Como se percebe através de uma leitura atenta de A Expressão das Emoções no Homem e nos Animais, de Charles Darwin, o indivíduo humano compartilha muitas características como a dos animais, os da vida vegetal, ao passo que, por exemplo, à semelhança das vidas das plantas, há semelhanças absurdamente existentes e reais, como a troca de gases e a dependência solar. Por mais que as considerações acima possam ser as que o ser no mundo pensa nas similitudes da vida animal/vegetal, é problemático por reforçar a proposta antropocêntrica eu versus outro [natureza], e não eu e o outro. A sensibilidade humana tende a ser aguçada pelo palpável, pelo mundo particular em direção ao mundo universal, por isso tal lógica de pensamento é aqui empregada. “Apesar de serem criaturas da natureza, os humanistas se deslocam da natureza. Daí a sua necessidade de sintetizar o orgânico e de chamar todas as vidas de matéria-prima” (Santos, 2023, p. 29).
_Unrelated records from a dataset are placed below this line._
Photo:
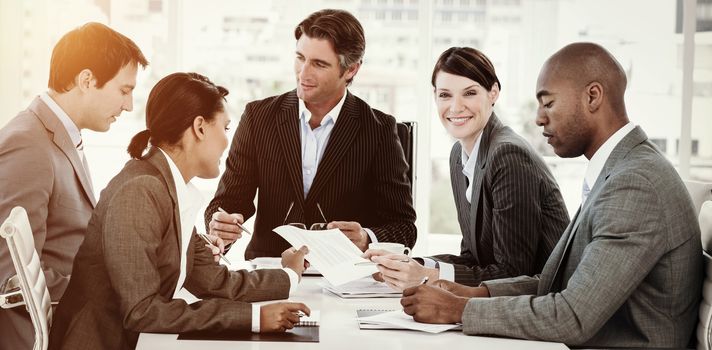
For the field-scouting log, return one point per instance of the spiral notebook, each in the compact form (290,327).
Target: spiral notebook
(307,330)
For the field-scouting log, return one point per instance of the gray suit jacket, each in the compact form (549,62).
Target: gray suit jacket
(626,273)
(126,270)
(41,171)
(517,214)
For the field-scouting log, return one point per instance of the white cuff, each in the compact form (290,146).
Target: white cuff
(371,235)
(255,318)
(429,263)
(447,271)
(293,280)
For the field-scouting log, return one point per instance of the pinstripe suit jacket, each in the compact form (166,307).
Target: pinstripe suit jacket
(626,273)
(361,177)
(126,270)
(517,214)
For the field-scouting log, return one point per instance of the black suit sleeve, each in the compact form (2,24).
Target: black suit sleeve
(238,184)
(392,197)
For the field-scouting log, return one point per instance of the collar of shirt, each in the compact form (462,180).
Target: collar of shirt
(595,165)
(189,199)
(469,162)
(187,193)
(333,113)
(69,125)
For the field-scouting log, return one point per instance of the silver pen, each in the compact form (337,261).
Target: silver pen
(207,240)
(366,263)
(235,222)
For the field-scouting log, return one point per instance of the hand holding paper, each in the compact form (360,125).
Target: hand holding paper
(330,252)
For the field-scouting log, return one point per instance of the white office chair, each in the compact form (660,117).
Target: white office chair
(701,194)
(18,234)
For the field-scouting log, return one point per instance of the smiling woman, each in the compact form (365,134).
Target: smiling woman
(509,207)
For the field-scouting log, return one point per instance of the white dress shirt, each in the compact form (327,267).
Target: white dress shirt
(314,143)
(189,200)
(446,270)
(72,129)
(595,165)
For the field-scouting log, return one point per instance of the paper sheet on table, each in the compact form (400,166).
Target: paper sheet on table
(276,263)
(330,252)
(365,287)
(399,319)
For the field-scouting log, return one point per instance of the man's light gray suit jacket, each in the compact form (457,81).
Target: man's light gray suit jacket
(627,271)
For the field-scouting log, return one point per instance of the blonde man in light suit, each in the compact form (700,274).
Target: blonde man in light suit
(42,166)
(141,245)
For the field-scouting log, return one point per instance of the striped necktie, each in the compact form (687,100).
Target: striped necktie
(584,192)
(80,151)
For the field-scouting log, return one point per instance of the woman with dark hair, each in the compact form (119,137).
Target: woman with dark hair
(509,207)
(141,246)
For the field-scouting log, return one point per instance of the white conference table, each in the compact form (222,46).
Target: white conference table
(339,330)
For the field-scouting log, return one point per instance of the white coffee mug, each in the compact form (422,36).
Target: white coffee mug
(395,248)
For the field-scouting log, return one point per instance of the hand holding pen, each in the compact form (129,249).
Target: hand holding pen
(227,226)
(211,245)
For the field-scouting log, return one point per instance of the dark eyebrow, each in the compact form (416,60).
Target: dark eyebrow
(323,62)
(541,94)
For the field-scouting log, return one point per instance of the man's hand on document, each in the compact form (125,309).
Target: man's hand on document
(294,259)
(353,232)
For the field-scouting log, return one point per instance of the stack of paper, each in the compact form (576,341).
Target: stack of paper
(334,255)
(365,287)
(398,319)
(276,263)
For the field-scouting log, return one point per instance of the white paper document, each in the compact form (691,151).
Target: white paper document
(330,252)
(276,263)
(400,320)
(365,287)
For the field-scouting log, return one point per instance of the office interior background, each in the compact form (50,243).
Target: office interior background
(248,47)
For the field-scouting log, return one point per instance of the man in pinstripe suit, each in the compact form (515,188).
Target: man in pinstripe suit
(627,271)
(317,147)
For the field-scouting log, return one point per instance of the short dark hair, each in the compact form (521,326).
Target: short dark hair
(92,46)
(172,106)
(341,29)
(469,63)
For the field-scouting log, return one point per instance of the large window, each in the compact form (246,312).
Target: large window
(248,46)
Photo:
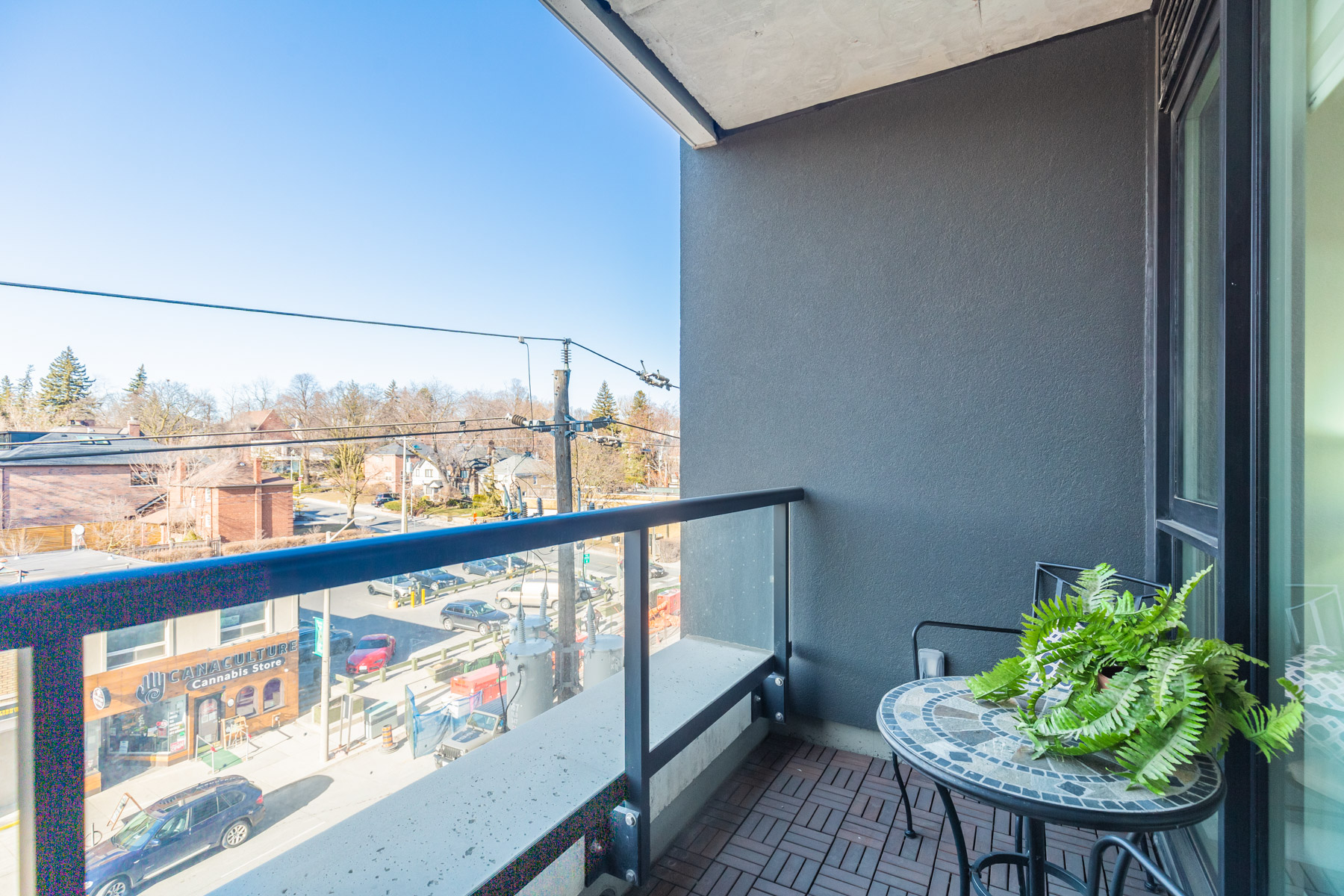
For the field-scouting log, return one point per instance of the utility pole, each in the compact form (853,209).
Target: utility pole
(406,526)
(564,659)
(326,744)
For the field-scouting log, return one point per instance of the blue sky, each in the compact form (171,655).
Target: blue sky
(463,164)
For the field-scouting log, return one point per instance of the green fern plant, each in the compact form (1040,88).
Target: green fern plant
(1137,684)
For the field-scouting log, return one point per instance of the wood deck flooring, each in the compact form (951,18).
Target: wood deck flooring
(800,820)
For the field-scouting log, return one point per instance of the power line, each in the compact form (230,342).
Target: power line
(653,379)
(231,445)
(317,429)
(647,430)
(273,312)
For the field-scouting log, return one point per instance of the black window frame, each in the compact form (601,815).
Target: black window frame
(1234,532)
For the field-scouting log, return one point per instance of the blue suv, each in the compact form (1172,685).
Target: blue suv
(221,812)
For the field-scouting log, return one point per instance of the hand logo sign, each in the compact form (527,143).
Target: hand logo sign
(151,688)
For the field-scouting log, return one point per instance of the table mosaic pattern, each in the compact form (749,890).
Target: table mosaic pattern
(974,746)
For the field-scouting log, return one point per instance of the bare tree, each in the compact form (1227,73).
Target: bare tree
(164,408)
(300,405)
(349,405)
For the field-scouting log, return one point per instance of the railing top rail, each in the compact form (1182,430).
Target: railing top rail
(45,613)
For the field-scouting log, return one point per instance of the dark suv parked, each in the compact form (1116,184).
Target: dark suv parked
(437,579)
(221,812)
(490,566)
(472,615)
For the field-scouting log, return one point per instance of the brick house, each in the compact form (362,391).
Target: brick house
(234,500)
(87,480)
(383,467)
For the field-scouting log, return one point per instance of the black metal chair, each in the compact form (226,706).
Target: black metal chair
(1051,581)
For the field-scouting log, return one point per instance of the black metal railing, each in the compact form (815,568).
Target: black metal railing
(53,618)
A professora Aleluia Heringer fez a seguinte questão: "se eles [animais não humanos] pudessem falar e nós, com abertura, pudéssemos ouvi-los, o que teriam para nos dizer e ensinar em relação à defesa dos seus irmãos, os 'outros' animais não humanos?" (2020, p. 14). No campo animal, onde a razão pudesse acontecer, poderíamos, como escreveu Rubem Alves, agir numa "escutatória" em prol da vida dos bichos; todavia, se a senciência animal e as respostas vegetais não bastam para uma ética ambiental, é questionável se a fala racional dos animais não humanos faria efeito.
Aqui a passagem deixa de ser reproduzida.